Erdafitinib Plus Enfortumab Vedotin Shows Promise in FGFR-Altered Metastatic Urothelial Carcinoma

At the American Society of Clinical Oncology 2025 Genitourinary Cancers Symposium, Rohit Jain, MD, of Weill Cornell Medicine, presented the results of a study on the use of erdafitinib with enfortumab vedotin (EV) after platinum and programmed cell death 1/programmed cell death ligand 1 (PD-1/L1) inhibitors for patients with metastatic urothelial carcinoma (mUC) with FGFR3/2 alterations.

EV is an approved treatment for patients with mUC after prior platinum-based chemotherapy (PBC) and PD-1/L1 inhibitors or as a first-line therapy in combination with pembrolizumab. Erdafitinib is also approved for patients with mUC with FGFR3 alterations after progression during PBC.

It has been suggested that the activity of EV is not compromised by FGFR3/2 alterations, and EV and erdafitinib have different mechanisms of activity with nonoverlapping toxicities. Because of this, there is reason to evaluate the feasibility of combining EV and erdafitinib to overcome the difficulties of resistance and sequencing agents in patients with mUC and FGFR3/2 alterations.

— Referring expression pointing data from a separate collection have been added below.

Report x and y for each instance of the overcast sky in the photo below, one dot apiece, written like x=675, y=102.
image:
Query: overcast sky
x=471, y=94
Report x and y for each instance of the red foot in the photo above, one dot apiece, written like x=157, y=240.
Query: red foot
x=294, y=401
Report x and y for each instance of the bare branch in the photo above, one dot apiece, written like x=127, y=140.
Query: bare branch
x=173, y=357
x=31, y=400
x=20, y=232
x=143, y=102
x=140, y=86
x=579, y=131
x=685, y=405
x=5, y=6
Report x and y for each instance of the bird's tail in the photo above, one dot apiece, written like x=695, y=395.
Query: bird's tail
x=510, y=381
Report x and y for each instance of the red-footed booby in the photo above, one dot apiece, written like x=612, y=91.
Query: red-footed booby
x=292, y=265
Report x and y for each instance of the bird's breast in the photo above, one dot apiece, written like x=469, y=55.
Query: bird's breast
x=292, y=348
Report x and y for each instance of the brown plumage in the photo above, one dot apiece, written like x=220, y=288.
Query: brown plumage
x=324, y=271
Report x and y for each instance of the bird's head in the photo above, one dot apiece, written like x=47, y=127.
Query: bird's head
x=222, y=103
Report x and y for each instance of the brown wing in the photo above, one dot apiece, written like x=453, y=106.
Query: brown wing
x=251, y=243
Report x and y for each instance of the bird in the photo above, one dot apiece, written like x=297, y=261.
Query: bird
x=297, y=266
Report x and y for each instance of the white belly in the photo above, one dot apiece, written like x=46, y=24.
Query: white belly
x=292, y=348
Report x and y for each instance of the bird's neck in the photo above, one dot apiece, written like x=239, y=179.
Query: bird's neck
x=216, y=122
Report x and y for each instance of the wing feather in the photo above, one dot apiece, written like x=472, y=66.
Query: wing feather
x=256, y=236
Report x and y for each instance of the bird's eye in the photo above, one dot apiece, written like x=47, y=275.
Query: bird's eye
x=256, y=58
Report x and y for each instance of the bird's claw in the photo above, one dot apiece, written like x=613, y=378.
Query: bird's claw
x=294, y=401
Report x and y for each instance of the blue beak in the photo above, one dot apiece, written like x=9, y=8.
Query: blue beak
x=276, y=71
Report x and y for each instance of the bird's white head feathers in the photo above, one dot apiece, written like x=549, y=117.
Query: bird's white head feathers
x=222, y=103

The ongoing single-arm study evaluated the safety, tolerability, pharmacokinetics, and antitumor activity of EV with erdafitinib in patients with mUC and FGFR3/2 alterations who experienced disease progression after platinum and/or PD-1/L1 inhibitor therapies. A dose-escalation phase will determine the maximum tolerated dose (MTD) of the combination and recommend a phase II dose of EV with a fixed dose of erdafitinib at 8 mg/ day.

A total of nine patients were enrolled in the trial as of data cutoff. Each patient completed a dose-limiting toxicity (DLT) period (first cycle) in the dose-escalation phase. Six patients were enrolled at DL1 with one DLT (skin rash), and three were enrolled at DL2 (no DLT).

The most common all-grade treatment-related adverse events (TRAEs) included hyperphosphatemia (88%), mucositis (88%), high aspartate aminotransferase (88%), hypercalcemia (75%), and palmar plantar erythrodysesthesia (75%). Grade 3 TRAEs included palmar plantar erythrodysesthesia (50%), anemia (17%), rash (17%), anorexia (17%), and paronychia (17%). One patient developed grade 4 Stevens-Johnson syndrome related to EV, which subsequently improved.

The mean steady-state minimum concentration for erdafitinib and monomethyl auristatin E (MMAE) was 1430 ± 639 ng/mL and 1.4 ± 0.9 ng/mL, respectively, and the mean maximum concentration of MMAE at DL1 was 3.9 ± 0.9 ng/mL. All nine patients were evaluable, achieving a 100% objective response rate, including eight partial responses and one complete response. The median overall survival was not reached (NR) (95% CI, 17.1 months-NR), and the median progression-free survival was 7.52 months (95% CI, 5.55-NR), with a median follow-up of 22.7 months. The median duration of response was 5.49 months. The recommended phase II dose for EV is 1.25 mg/kg in combination with erdafitinib at 8 mg/day.

EV with erdafitinib is a feasible combination with the ability to provide promising antitumor activity. The dose-expansion stage is ongoing at the recommended phase II dose of the combination.